String urlAsString = "file:/c:/foo/bar";
URL url = new URL(urlAsString);
File file = new File(url.toURI());
Update: since you're on Java 1.4 and URL#toURI() is actually a Java 1.5 method (sorry, overlooked that bit), better use URL#getPath() instead which returns the pathname, so that you can use File(String).
String urlAsString = "file:/c:/foo/bar";
URL url = new URL(urlAsString);
File file = new File(url.getPath());
The File.toURL() method is deprecated - it is recommended that you use the toURI() method instead. If you use that instead, does your problem go away?
Edit:
I understand: you are using Java 4. However, your question did not explain what you were trying to do. If, as you state in the comments, you are attempting to simply read a file, use a FileReader to do so (or a FileInputStream if the file is a binary format).

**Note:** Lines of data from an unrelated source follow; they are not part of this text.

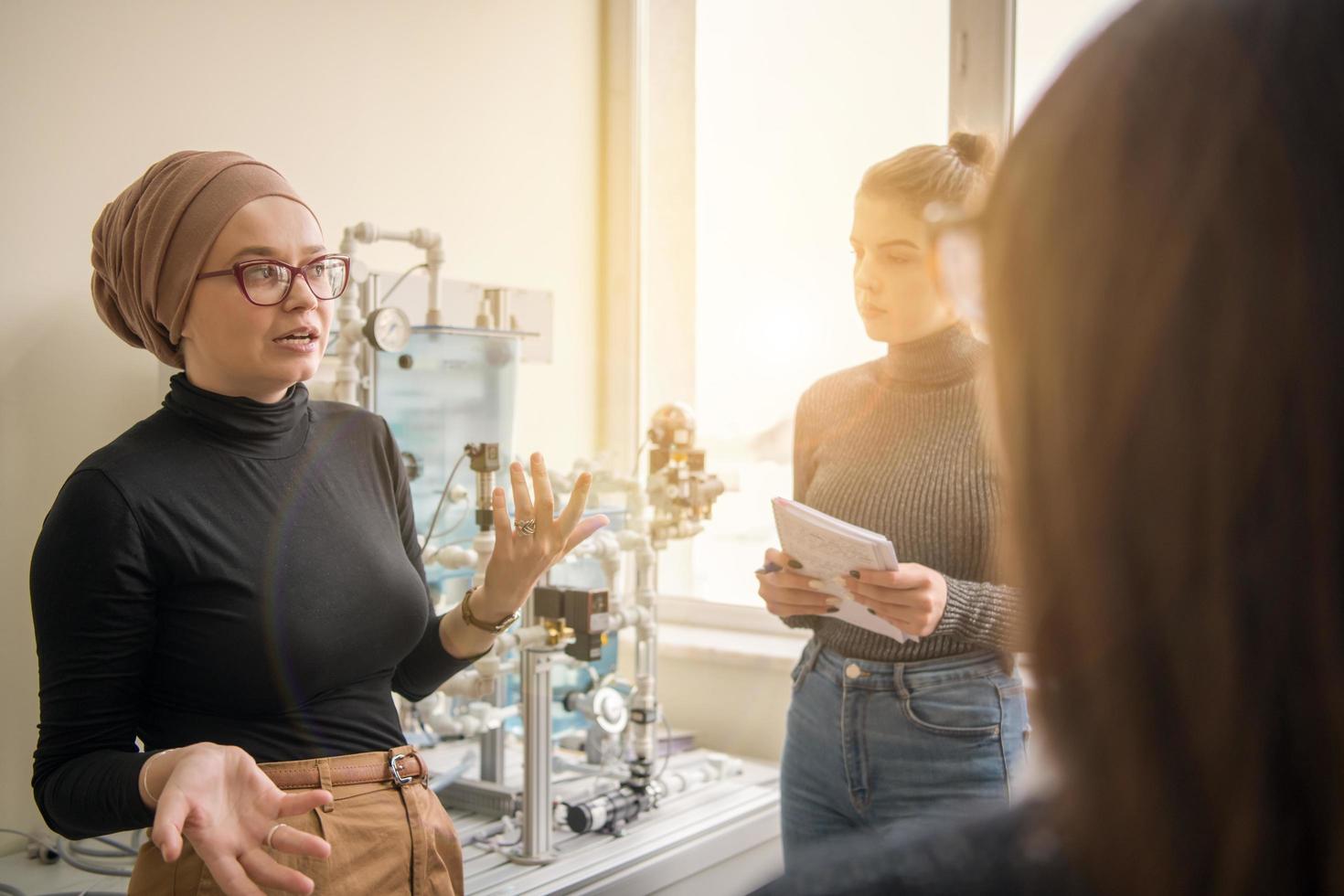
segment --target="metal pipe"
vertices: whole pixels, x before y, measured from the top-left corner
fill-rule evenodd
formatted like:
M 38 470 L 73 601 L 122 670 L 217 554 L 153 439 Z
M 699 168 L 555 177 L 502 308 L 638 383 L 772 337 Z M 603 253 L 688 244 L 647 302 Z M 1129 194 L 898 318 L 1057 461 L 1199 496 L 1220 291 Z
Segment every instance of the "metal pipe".
M 551 853 L 551 657 L 523 652 L 523 852 L 528 861 Z
M 634 693 L 630 695 L 630 783 L 648 787 L 657 759 L 659 723 L 659 629 L 656 607 L 657 552 L 645 543 L 634 552 L 636 592 L 640 610 L 634 641 Z

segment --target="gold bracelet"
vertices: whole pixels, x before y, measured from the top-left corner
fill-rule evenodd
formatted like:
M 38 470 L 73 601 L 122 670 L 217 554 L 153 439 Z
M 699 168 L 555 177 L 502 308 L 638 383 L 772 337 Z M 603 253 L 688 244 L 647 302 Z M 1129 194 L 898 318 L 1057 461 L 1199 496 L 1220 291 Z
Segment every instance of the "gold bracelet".
M 460 604 L 462 607 L 462 622 L 472 626 L 473 629 L 480 629 L 481 631 L 487 631 L 489 634 L 500 634 L 511 625 L 517 622 L 519 615 L 521 615 L 521 610 L 515 610 L 512 614 L 504 617 L 504 619 L 497 625 L 492 625 L 489 622 L 478 619 L 474 615 L 472 615 L 470 604 L 473 594 L 476 594 L 476 588 L 468 588 L 466 594 L 462 595 L 462 603 Z

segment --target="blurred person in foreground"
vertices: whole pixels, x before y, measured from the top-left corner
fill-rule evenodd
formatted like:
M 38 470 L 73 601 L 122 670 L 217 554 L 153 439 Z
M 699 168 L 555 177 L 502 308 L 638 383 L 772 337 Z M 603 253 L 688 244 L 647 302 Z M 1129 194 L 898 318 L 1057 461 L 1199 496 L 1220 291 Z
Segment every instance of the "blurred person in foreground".
M 1344 892 L 1341 39 L 1337 3 L 1140 3 L 945 230 L 1055 783 L 766 892 Z

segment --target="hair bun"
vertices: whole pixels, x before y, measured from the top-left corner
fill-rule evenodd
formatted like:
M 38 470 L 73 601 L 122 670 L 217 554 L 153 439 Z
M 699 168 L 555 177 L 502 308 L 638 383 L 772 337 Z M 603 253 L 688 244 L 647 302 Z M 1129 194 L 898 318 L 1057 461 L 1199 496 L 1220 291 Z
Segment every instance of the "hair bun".
M 995 161 L 995 145 L 984 134 L 958 130 L 948 138 L 948 148 L 968 165 L 989 168 Z

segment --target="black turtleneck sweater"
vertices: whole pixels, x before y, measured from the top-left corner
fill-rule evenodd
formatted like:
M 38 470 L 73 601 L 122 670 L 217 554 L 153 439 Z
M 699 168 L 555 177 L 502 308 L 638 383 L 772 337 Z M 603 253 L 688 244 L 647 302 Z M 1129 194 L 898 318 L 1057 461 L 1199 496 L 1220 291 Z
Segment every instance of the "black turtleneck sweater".
M 898 643 L 827 617 L 790 617 L 845 657 L 910 662 L 1015 645 L 1017 590 L 996 575 L 999 474 L 976 372 L 986 347 L 964 324 L 832 373 L 798 402 L 793 497 L 880 532 L 896 557 L 937 570 L 948 607 L 933 634 Z
M 146 751 L 211 740 L 281 762 L 403 742 L 391 692 L 469 665 L 438 637 L 401 454 L 348 404 L 164 407 L 70 476 L 32 555 L 47 825 L 152 822 Z

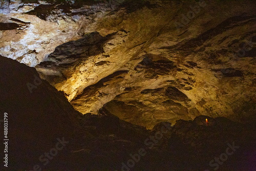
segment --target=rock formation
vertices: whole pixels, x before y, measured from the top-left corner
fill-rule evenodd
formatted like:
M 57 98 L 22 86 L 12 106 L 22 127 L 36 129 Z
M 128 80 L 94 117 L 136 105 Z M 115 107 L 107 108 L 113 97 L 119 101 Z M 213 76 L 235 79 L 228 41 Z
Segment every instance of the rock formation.
M 36 164 L 65 135 L 72 144 L 46 169 L 119 170 L 164 123 L 175 126 L 135 169 L 206 169 L 227 142 L 253 144 L 255 7 L 249 0 L 0 1 L 1 110 L 15 117 L 11 152 L 23 148 L 13 169 Z M 223 167 L 251 169 L 250 160 L 242 163 L 254 154 Z

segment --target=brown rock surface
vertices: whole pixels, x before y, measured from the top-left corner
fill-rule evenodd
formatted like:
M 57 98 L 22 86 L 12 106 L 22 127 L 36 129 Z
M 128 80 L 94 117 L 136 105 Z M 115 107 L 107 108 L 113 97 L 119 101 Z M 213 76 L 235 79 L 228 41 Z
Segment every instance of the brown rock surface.
M 201 115 L 244 122 L 255 114 L 254 1 L 206 1 L 178 29 L 175 22 L 198 3 L 1 3 L 0 22 L 13 23 L 1 30 L 0 54 L 40 63 L 41 77 L 83 114 L 104 106 L 152 129 Z

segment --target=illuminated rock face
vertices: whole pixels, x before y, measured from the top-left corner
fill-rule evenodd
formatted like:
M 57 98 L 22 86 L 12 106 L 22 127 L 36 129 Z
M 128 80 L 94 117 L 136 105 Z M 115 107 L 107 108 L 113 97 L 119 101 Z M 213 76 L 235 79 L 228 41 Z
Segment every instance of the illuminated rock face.
M 16 24 L 1 30 L 0 53 L 45 61 L 41 77 L 82 114 L 104 106 L 152 128 L 255 113 L 255 2 L 35 2 L 2 6 L 0 22 Z

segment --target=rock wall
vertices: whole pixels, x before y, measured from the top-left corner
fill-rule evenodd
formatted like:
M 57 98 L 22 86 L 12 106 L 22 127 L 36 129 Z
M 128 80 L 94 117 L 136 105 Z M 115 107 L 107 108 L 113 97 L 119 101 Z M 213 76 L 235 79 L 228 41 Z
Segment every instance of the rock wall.
M 82 114 L 150 129 L 255 114 L 254 2 L 1 2 L 0 54 L 39 63 Z

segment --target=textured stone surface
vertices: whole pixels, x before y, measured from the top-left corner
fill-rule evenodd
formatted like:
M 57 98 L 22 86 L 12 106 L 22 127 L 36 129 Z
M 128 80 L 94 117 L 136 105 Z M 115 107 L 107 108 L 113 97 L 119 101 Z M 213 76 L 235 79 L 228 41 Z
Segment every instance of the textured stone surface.
M 104 106 L 150 129 L 255 114 L 254 2 L 206 1 L 178 29 L 198 3 L 72 2 L 4 4 L 0 22 L 19 28 L 1 30 L 0 53 L 31 66 L 42 61 L 41 77 L 80 112 Z

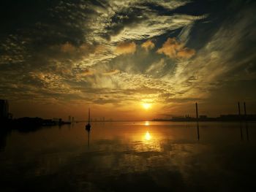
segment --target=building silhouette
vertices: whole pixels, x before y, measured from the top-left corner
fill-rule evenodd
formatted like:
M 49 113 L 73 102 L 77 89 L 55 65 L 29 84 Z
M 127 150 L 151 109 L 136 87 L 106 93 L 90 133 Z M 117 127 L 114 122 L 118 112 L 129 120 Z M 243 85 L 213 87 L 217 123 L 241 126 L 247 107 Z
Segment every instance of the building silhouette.
M 7 119 L 9 115 L 9 104 L 7 100 L 0 99 L 0 119 Z

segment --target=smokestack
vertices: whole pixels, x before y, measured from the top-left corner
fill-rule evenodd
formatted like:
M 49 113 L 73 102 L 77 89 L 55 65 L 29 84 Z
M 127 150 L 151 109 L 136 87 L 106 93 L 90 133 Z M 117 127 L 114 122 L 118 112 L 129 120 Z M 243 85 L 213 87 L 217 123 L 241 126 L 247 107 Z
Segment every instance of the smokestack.
M 240 103 L 239 102 L 238 102 L 238 115 L 240 117 L 241 112 L 240 112 Z
M 244 116 L 246 116 L 246 106 L 245 102 L 244 102 Z
M 198 120 L 198 109 L 197 109 L 197 103 L 195 103 L 195 112 L 197 113 L 197 120 Z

What do you actually mean with "Does the format file:/c:/foo/bar work correctly on Unix"?
Some examples from Unix.
File file = new File("/tmp/foo.txt"); // this file exists
System.out.println(file.toURI()); // "file:/tmp/foo.txt"
However, you cannot e.g. do this:
File file = new File("file:/tmp/foo.txt");
System.out.println(file.exists()); // false
(If you need a URL instance, do file.toURI().toURL() as the Javadoc says.)
Edit: how about the following, does it help?
URL url = new URL("file:/tmp/foo.txt");
System.out.println(url.getFile()); // "/tmp/foo.txt"
File file = new File(url.getFile());
System.out.println(file.exists()); // true
(Basically very close to BalusC's example which used new File(url.toURI()).)